Wyoming lawmakers are teeing up a slate of election changes that could slow results next year — especially in the state’s larger counties.
A legislative committee advanced seven bills that would reshape how Wyoming runs elections: more poll observers, tighter testing rules for voting machines, photo-only voter ID, and a mandatory hand-count audit after each election. One proposal would even require hand counting of ballots outright.
Natrona County Clerk Tracy Good says that’s a recipe for delays in populous places. In 2024, the county ran a machine recount of 34,206 ballots — and it still took 17 staffers more than eight hours. Hand counting those ballots, with an average 26 races per ballot, would be “a huge undertaking, a huge amount of staff, and a lot of time training,” Good said.
Why big counties would feel it most
Scale matters: Natrona’s largest precinct has about 2,800 voters. By contrast, tiny Niobrara County counted just 1,244 ballots total last year.

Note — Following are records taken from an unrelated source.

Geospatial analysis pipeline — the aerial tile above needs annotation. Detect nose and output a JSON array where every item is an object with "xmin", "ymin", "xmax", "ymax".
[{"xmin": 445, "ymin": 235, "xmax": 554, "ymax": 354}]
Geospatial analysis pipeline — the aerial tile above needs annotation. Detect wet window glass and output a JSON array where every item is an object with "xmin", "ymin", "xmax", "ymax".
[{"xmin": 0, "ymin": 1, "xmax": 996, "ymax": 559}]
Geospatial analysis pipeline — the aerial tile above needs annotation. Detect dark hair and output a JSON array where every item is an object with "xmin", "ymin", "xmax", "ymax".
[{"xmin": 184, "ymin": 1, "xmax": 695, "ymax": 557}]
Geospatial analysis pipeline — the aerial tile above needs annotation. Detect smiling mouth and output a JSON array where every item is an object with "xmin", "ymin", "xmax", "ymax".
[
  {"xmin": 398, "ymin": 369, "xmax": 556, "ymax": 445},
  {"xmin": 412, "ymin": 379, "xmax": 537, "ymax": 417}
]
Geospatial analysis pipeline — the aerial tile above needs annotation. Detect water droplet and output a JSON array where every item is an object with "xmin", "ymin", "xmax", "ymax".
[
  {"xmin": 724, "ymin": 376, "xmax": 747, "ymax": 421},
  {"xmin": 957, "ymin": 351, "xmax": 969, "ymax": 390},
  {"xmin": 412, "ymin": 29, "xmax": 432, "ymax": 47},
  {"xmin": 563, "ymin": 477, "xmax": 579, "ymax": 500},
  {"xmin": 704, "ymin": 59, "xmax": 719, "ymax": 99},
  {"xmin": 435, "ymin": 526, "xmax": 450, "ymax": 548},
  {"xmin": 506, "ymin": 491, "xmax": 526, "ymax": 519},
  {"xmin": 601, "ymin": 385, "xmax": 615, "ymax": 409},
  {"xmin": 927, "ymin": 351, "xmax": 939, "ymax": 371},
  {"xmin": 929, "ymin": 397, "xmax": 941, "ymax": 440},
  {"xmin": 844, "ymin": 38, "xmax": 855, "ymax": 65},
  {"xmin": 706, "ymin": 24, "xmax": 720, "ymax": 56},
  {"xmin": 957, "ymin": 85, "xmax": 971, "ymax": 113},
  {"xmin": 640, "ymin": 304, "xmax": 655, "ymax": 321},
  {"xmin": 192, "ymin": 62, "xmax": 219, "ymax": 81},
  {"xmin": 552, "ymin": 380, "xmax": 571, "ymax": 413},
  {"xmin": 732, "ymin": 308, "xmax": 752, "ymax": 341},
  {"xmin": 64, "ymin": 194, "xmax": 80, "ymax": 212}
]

Audit window: The bills would give counties one week to hand-count audit at least one precinct. With election judges already hard to recruit, Good calls the timeline a burden.
Current practice: Audits now randomly sample ballots to confirm the paper matches the machine totals.
A law that took effect earlier this year requires proof of citizenship and residency to register. The new package would limit acceptable voter IDs to photo documents only. Secretary of State Chuck Gray calls photo ID a “common-sense election integrity” step that builds on this year’s changes.
Good, now in her second term and with 32 years in Natrona County elections, says she has not seen voter fraud locally.
The bills also expand the number of observers before, during, and after voting. That means counties would need more room at polling places so voters don’t feel crowded, Good said.
“They’re claiming that it’s going to help ensure more competent and secure elections, and I’m not exactly sure how that would work.”
Because 2026 is a budget session, these non-budget election bills will need a two-thirds vote in each chamber just to be introduced. If they pass, voters in higher-population counties should brace for slower counts — and election offices for more staff, more space, and more training — long before the first ballot is cast.